First of all, allow me to explain the meaning of **strict O(1) auxiliary space complexity**.

It means the **maximum** number of memory used by the program, except the memory taken by the input data, doesn't change with the input size.

This indicates that, strictly speaking, any solution that involves recursion can never have a strict O(1) auxiliary space complexity. Because the maximum recursion level depends on the the input size and each recursion call consumes memory on stack, thus the maximum number of memory used depends on the input size.

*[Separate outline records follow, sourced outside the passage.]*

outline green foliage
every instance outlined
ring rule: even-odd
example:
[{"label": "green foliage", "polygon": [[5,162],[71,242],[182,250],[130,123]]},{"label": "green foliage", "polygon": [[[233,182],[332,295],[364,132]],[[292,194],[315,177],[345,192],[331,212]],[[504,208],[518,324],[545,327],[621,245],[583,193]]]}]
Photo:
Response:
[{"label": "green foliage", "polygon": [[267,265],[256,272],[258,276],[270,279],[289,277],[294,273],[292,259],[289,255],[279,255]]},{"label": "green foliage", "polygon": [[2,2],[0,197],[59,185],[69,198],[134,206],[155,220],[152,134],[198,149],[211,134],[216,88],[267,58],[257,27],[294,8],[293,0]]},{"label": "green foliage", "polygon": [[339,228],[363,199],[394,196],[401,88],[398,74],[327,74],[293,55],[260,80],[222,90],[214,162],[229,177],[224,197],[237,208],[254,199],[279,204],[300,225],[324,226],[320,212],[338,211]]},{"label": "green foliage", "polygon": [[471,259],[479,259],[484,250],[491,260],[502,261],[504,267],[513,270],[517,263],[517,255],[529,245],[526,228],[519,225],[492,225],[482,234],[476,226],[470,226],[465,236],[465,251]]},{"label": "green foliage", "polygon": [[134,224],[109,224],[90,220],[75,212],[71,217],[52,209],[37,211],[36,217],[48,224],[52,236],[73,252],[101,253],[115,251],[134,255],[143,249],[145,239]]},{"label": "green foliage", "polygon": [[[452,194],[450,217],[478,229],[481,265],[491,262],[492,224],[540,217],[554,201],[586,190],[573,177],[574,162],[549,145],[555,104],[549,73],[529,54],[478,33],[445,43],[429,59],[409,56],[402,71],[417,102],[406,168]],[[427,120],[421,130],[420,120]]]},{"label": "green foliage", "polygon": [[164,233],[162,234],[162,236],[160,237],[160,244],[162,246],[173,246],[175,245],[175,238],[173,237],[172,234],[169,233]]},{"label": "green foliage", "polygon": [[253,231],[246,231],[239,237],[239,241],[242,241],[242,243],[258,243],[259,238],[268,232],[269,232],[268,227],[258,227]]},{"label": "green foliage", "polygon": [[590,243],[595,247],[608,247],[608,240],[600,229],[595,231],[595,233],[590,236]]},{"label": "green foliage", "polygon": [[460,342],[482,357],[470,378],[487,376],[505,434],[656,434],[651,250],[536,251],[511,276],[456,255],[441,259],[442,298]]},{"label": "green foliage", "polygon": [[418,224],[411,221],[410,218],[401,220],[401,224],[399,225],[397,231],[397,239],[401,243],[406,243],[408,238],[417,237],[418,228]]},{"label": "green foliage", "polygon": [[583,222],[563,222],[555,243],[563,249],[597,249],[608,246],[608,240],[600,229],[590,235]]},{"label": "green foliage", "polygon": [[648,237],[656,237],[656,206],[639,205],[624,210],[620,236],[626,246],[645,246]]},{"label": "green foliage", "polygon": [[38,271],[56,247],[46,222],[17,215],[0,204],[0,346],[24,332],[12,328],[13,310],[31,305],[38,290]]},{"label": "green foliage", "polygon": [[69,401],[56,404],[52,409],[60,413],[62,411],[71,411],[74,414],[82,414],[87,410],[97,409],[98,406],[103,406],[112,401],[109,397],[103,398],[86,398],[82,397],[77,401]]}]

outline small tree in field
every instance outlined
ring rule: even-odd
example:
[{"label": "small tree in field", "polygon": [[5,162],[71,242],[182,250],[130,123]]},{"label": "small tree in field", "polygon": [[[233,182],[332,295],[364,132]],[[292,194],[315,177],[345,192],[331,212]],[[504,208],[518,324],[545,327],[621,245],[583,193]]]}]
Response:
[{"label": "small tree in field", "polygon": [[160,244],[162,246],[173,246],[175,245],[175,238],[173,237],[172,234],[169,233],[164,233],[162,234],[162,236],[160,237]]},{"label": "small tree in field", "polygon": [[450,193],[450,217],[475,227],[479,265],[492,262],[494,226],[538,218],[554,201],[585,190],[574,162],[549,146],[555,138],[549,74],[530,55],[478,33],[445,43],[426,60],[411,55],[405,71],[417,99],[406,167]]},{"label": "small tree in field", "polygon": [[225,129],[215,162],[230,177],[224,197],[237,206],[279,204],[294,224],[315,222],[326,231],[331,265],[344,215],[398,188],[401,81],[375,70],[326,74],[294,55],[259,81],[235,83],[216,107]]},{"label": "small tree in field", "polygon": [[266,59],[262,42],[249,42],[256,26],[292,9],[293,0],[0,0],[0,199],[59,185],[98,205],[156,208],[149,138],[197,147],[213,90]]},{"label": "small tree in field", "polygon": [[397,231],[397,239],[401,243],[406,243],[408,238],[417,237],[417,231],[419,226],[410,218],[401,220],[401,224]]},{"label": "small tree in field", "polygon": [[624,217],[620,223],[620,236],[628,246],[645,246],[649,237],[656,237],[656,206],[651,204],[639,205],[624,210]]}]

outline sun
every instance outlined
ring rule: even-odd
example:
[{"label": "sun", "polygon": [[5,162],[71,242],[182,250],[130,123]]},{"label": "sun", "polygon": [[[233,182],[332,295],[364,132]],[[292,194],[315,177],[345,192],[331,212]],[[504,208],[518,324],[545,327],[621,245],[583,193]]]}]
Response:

Secondly, allow me to explain my solution based on merge sort.

Assume the length of list is n, which is unknown at the beginning.

```
level log(n) [ A0, A2, A3, ... , An-2, An-1 ]
...
level 2 [ A0, A1, A2, A3 ], [A4, A5, A6, A7] ,... , [ ..., An-2, An-1 ]
level 1 [ A0, A1], [A2, A3 ], [A4, A5], [A6, A7] ,... , [An-2, An-1]
level 0 [ A0 ], [ A1] , [ A2 ], [ A3 ],... , [ An-2 ], [ An-1 ]
```

At each level, each group only contains at maximum 2^level elements. Merge-sort theses groups pair by pair. Then level ++. Stop until 2^level > n.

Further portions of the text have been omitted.